Bhe ma scusa questi studi sono sempre stati fatti e hanno sempre dato risultati di questo tipo !
ad esempio pensiamo alla letteratura infinta sul ciccolato: In uno studio davano cioccolato bianco al posto del fondente e oltre due terzi delle persone sottoposte al test presentavano sintomi di abbattimento morale (Physiol Behav 56(3), 1994) !
A proposito di depressione , uno studio del lontano 1987 rivelava già che l' uso del cioccolato alleviava enormemente i sintomi della depressione e della melanconia (J Nerv Ment Dis 175(8), 1987) .
Il fatto che piaccia nelle diverse preparazioni alimentari in cui viene elaborato e a tutte le latitudini a cui viene consumato fa sorgere il ragionevole dubbio che esistano basi biologiche che giustifichino il suo ruolo nella società moderna. Qualche esperimento di laboratorio avvalora la tesi: in ratti allenati per 14 giorni a consumare un cibo con un alto livello di palatabilità contenente cioccolato, la dialisi cerebrale in vivo (un metodo che consente di misurare le concentrazioni extracellulari di numerosi neurotrasmettitori) dimostra che i livelli di acetilcolina aumentano significativamente sia nella corteccia frontale sia nell'ippocampo. L'aumento nella corteccia frontale è molto maggiore (superiore del 300 per cento) negli animali che sono stati allenati più a lungo a mangiare cioccolato. Il cioccolato è inoltre in grado di sopprimere la preferenza per l'alcool nelle linee di animali geneticamente selezionate a questo scopo, suggerendo che possano esistere interazioni tra i sistemi neurotrasmettitoriali che sottendono al piacere per l'alcool (come il GABA, la dopamina, il glutammato) e per il cioccolato. Un'altra prova a favore delle basi neurochimiche dell'uso e abuso di cioccolato viene indirettamente fornita dai sintomi di una forma di depressione atipica descritta come "disforia isteroide" caratterizzata da frequenti episodi di umore depresso in risposta al sentirsi inadeguati o respinti socialmente, che culmina in veri e propri attacchi bulimici per i dolci e il cioccolato.
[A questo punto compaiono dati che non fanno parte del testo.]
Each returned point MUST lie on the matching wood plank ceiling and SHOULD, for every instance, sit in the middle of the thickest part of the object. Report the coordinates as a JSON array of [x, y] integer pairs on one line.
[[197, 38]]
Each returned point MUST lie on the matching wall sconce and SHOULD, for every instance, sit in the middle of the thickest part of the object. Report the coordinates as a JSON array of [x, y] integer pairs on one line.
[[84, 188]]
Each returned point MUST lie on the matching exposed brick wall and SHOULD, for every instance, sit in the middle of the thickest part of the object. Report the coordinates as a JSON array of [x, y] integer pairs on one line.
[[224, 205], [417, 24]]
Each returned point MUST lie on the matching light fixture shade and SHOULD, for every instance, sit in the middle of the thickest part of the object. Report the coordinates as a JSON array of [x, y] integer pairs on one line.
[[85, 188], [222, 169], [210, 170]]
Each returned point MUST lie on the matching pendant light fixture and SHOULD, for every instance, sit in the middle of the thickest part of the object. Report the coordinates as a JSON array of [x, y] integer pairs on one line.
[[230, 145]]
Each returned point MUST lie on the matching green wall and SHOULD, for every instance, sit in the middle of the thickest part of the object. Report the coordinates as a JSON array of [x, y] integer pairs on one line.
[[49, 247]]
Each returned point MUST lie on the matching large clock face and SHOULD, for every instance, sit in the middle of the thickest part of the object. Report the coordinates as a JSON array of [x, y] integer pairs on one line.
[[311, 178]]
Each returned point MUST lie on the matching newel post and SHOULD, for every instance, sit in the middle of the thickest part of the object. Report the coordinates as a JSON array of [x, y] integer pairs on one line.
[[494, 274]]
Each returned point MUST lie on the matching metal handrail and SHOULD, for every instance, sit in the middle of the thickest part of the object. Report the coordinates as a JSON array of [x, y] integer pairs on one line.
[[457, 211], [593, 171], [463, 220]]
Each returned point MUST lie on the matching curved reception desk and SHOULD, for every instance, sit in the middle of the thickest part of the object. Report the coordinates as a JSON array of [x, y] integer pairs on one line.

direi che questi ricercatori non hanno scoperto nulla di nuovo.....e io che sono golosa lo so bene!! notato che ho parlato solo di cioccolato???!!! slurp..:p
molti pazienti obesi vanno dallo psicoterapeuta..è un fatto assodato. Alcuni hanno disturbi diversi ( anoressia/bulimia) ma tanti hanno bisogno di un appoggio, di capirsi e di affrontare con più consapevolezza loro stessi e il loro problema.